そんな所までおびき寄せ、凛久は銃の引き金を引いた。
発射された弾丸は、ジャルの残っていた片方の角をへし折ると共に、脳天に風穴を開けた。
「……よっしゃー!!」
当てる確率を上げるためにギリギリまでおびき寄せたが、もしも弾が当たっていなかったら、確実に自分が殺されていた。
そんな恐怖を受けた凛久は、倒せたというのに銃を持つ手が震える。
しかし、一息つくと勝利の喜びが沸々と沸き上がり、凛久は思わずガッツポーズをとった。
「鹿? 羊? 山羊? まぁ、ともかく肉ゲットだ!」
「ワウッ!」
いまいちな巨大蜂ばかり食べていたため、久々の肉を手に入れられて凛久とクウは喜んだ。

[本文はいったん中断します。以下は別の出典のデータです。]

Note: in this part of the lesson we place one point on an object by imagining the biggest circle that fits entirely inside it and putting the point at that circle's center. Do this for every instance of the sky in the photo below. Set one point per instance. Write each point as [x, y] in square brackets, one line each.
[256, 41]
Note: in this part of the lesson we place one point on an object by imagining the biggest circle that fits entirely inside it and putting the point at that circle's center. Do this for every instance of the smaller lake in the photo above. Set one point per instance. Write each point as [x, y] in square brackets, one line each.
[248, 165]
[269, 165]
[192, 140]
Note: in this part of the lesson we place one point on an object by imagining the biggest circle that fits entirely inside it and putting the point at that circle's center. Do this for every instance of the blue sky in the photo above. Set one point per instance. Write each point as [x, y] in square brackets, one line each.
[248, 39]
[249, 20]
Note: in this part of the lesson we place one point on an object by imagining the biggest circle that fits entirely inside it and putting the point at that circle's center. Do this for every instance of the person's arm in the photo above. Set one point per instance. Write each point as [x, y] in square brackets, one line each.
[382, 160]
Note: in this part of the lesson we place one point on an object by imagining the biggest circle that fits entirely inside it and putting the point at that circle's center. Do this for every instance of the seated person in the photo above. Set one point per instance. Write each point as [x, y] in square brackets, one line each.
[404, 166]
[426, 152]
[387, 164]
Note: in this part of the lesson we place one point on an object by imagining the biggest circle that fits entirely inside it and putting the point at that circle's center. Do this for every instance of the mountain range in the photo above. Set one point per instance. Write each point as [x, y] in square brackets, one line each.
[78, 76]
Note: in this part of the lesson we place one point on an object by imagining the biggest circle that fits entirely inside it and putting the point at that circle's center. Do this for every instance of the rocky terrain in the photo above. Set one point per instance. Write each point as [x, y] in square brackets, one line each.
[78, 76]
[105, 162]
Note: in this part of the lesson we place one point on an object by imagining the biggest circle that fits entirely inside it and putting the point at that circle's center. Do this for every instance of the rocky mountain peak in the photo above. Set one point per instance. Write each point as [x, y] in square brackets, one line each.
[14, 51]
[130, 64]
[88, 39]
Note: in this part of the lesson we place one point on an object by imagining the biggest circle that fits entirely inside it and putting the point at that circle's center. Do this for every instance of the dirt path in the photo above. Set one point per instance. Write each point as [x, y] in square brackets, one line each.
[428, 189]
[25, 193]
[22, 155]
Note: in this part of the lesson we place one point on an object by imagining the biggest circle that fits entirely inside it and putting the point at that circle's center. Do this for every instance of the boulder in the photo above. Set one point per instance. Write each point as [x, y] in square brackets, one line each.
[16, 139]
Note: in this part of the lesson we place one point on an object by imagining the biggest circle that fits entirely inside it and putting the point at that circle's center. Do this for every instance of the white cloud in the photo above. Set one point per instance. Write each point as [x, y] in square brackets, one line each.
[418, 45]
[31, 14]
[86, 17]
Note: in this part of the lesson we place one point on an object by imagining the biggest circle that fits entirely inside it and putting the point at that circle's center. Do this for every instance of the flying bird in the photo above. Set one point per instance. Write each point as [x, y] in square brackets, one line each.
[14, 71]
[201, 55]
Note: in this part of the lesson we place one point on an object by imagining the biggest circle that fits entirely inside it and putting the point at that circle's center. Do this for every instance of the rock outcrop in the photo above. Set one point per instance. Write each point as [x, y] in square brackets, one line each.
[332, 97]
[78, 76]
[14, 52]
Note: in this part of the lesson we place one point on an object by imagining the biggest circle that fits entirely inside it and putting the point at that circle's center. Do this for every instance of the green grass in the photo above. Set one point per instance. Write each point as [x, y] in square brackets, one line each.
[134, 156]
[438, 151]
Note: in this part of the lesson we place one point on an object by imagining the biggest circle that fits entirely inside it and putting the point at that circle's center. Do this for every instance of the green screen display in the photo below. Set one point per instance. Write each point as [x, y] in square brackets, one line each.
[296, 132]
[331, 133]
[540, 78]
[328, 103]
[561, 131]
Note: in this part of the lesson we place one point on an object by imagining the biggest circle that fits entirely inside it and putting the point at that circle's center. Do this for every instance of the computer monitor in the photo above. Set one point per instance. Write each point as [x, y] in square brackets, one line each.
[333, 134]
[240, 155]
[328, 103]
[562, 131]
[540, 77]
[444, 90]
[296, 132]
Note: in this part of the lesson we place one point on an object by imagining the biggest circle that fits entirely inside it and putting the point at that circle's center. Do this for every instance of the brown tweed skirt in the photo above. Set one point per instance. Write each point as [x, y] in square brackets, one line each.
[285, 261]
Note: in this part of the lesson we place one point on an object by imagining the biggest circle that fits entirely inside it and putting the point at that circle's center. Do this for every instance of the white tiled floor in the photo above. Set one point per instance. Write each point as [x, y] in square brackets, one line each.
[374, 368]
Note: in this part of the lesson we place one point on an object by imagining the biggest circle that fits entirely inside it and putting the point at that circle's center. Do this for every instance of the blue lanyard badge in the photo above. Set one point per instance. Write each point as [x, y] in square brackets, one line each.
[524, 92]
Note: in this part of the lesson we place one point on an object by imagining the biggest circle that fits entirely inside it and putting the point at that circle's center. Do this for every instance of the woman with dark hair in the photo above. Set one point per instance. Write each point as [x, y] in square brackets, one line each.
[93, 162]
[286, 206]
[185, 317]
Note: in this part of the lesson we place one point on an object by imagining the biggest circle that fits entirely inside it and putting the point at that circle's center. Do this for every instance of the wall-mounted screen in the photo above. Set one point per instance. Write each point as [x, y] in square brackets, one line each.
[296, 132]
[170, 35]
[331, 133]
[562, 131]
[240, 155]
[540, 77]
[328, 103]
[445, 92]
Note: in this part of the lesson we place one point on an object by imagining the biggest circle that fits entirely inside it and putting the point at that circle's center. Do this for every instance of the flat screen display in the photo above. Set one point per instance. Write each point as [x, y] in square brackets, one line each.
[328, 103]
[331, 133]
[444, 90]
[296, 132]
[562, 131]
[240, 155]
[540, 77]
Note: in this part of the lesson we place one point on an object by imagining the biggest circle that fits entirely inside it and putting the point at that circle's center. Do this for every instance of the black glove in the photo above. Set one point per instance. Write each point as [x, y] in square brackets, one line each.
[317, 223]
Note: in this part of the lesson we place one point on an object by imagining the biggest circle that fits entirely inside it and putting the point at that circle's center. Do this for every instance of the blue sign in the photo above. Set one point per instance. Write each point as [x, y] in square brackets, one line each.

そしてすぐさま安全部屋に戻り、捌いた肉を焼き始めた。
「巨大蜂よりは美味い……けど、やっぱり物足りないな」
「ワゥ……」
久々の巨大蜂以外の料理ということで、何となく美味しく感じる。
しかし、調味料がないと肉そのものの味ということで、やはりめちゃめちゃ美味いとは言い難い。
「まあいいか。角も手に入ったし、これでまた武器が作れる」
味はいまいちと言いながらも、凛久とクウは結構な量の肉を食べる
そして、腹が膨れると、凛久は一息つくように呟いた。
マシンガンと同様の素材が手に入ったことで、単発銃の性能向上が図れる。
そうなれば、これまで以上に強力な一発が撃てる。
そう考えると、凛久は思わず嬉しそうに微笑んだ。
「……あっ! そろそろ蒼の所に戻ろうか?」
「ワウッ!」
凛久は、そこでようやく蒼を心配させたままだということに気が付いた。
いつまでもここで経験値稼ぎしているわけにはいかない。
そして、食事休憩を終えた凛久は、クウと共に蒼のもとへ転移したのだった。